15.4.2008
In a letter addressed to both the US State Department and
the Federal Bureau of Investigation, Sri Lanka's embassy
in Washinton has strongly protested over the screening of
pro-LTTE film 'My daughter the terrorists,' sources said.
The
film, a documentary on the lives and faiths of two female
Tamil Tigers produced by Norwegian filmmaker Beate Arnestad,
was featured in a documentary film festival in Durham,
North Carolina on April 4. According to film critics the
film was a blatant propaganda exercise glorifying suicide
bombers and terrorism in Sri Lanka.
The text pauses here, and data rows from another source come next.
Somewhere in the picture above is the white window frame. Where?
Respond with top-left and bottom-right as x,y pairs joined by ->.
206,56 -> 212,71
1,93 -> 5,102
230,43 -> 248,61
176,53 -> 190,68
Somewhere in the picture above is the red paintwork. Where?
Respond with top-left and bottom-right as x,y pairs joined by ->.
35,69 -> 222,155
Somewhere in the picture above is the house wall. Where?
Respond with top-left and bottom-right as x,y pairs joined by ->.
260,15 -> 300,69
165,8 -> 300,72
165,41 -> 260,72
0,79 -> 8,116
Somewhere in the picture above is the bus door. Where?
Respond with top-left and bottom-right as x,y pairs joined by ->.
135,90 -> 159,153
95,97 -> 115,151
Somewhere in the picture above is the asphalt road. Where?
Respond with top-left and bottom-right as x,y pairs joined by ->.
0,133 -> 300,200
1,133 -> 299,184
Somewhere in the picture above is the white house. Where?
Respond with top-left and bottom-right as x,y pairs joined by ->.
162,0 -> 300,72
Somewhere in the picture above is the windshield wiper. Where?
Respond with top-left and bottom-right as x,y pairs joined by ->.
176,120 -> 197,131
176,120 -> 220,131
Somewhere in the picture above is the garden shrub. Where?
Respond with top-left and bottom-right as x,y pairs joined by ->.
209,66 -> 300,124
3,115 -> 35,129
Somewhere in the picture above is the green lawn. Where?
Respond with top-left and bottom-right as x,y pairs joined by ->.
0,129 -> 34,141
They are of the view
that these types of films would encourage would-be suicide
bombers to join terrorist organizations that are a threat
to the interests of the United States and other democratically
elected Governments.
"Earlier,
the Sri Lanka embassy in Washington has urged the authorities
of the US State Department and the FBI to take appropriate
measures in preventing screening of the controversial
film during the four-day festival," Foreign Media
reported earlier this month.
The
film is said to be a distortion of exploitation of the
freedom of speech guaranteed by the First Amendment, an
official statement said in Colombo.
"My
daughter the terrorist" has audaciously portrayed
a 12-year-old Tamil girl's path towards becoming a suicide
bomber, trained and brain-washed by the LTTE terrorist
movement, the release quoted sources from Sri Lankan Foreign
Ministry as saying.
It
goes on to say that the Norwegian producer Beate Arnestad
had arrived in Sri Lanka during the Ceasefire Agreement
period and entered Wanni "without the permission
of the Foreign Ministry or any responsible state body
for the filming of the movie".
"Sri
Lankan expatriates from all over the US have risen in
indignation and fury at the gross insensitivity of the
organisers of the film festival," The release said.